Would you like an ultragrandiloquent synonym for lassitude? How about oscitancy? Oscitancy (AHS-i-tin-see) comes through the Latin oscitare, to yawn, gape, open the mouth, from the Latin os, the mouth. Literally, oscitancy means the act of yawning or gaping; figuratively, it means sleepiness, drowsiness, or sluggishness.
The Latin os, meaning “the mouth,” is the source of another delightful grandiloquent word that is entirely unrelated to this discussion—but you don’t mind if I’m desultory, do you? (As I mentioned in the discussion of discursive, word 50 of Level 6, desultory, pronounced DES-ul-TOR-ee, means skipping or leaping from one subject to another in a disconnected way.) At any rate, this Latin os, the mouth, is also the source of the unusual English word osculation (AHS-kyuh-LAY-shin). Osculation denotes a pleasant act, something we all enjoy. With that clue, and knowing that this act has something to do with the mouth, can you guess what osculation means? If you’re thinking the act of kissing, then you are a sagacious word sleuth indeed.

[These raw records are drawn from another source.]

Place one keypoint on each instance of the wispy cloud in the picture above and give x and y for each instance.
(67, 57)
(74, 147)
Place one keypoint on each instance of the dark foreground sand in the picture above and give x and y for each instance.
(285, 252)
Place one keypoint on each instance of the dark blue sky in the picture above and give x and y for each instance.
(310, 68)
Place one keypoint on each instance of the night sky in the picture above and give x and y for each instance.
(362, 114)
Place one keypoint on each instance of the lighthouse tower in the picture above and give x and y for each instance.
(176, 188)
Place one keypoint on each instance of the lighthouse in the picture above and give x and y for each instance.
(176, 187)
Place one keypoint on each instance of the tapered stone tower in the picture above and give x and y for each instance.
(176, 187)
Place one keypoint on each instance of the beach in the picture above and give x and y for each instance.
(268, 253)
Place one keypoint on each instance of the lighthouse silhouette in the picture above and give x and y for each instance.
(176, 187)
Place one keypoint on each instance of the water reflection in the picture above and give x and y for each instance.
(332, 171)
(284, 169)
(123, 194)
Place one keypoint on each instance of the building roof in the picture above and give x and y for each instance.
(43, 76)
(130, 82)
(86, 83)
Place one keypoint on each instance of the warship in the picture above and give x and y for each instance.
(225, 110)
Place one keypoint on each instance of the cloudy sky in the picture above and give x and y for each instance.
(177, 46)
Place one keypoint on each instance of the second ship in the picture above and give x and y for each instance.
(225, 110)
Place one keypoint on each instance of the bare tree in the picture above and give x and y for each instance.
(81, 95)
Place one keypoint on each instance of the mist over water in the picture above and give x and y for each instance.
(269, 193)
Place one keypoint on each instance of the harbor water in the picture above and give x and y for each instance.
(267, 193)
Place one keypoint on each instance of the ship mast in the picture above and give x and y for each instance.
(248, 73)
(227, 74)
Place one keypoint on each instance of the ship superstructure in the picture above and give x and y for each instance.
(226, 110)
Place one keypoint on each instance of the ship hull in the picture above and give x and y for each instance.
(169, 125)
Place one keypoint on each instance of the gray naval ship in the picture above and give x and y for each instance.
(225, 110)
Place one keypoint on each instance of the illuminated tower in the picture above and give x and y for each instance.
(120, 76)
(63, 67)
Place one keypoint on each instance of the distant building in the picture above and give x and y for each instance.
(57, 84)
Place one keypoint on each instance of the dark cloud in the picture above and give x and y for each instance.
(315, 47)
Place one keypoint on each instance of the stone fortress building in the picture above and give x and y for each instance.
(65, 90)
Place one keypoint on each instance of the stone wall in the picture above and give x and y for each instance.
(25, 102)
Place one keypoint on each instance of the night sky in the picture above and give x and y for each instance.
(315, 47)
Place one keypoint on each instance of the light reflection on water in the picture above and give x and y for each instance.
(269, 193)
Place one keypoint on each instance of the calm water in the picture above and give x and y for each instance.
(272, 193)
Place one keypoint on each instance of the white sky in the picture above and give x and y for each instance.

Now let’s get back to our keyword, lassitude, which comes from the Latin lassitudo, weariness, exhaustion. In modern usage, lassitude denotes a weak or exhausted state or feeling; a sluggish relaxation of body or mind. Surfeiting yourself at the dinner table can cause lassitude, and on sultry summer days we often experience lassitude.

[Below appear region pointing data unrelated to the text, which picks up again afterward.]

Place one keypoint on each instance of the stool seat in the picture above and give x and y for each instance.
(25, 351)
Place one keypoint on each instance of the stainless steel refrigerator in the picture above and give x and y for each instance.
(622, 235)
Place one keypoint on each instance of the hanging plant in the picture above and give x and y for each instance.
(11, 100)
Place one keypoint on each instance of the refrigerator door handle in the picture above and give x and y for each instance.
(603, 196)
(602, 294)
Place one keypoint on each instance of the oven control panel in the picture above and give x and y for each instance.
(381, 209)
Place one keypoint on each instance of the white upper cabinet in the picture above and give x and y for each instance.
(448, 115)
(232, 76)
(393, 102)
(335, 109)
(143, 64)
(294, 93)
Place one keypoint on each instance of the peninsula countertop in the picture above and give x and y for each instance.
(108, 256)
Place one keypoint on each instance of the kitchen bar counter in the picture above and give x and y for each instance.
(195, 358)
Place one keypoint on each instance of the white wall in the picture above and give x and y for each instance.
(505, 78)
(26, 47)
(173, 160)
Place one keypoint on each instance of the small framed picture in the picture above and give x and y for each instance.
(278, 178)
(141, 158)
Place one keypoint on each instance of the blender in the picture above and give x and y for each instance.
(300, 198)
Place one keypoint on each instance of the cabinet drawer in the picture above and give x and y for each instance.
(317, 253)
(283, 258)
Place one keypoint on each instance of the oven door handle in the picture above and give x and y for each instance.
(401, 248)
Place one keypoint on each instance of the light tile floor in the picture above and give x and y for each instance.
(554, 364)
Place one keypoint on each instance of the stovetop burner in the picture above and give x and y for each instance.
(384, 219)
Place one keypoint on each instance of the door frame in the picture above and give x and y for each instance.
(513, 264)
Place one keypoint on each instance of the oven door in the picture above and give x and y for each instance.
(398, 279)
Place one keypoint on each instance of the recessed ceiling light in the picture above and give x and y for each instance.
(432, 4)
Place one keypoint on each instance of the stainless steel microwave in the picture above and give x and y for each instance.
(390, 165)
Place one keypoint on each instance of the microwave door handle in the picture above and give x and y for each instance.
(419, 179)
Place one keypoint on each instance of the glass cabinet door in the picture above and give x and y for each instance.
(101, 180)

Fatigue, weariness, and lassitude are close in meaning. Fatigue usually is the result of physical or mental exertion; you feel fatigue after ten or twelve hours of assiduous labor. According to the Century Dictionary (1914), weariness is “the result of less obvious causes, as long sitting or standing in one position, importunity from others, delays, and the like. Fatigue and weariness are natural conditions,” says the Century, “from which one easily recovers by rest.” Lassitude is “the result of greater fatigue or weariness than one can well bear, and may be of the nature of ill health. The word may, however, be used in a lighter sense.” To illustrate that lighter sense, the Century quotes these lines from the eighteenth-century British poet, essayist, and physician John Armstrong: “Happy he whose toil/Has o’er his languid, pow’rless limbs diffus’d/a pleasing lassitude.”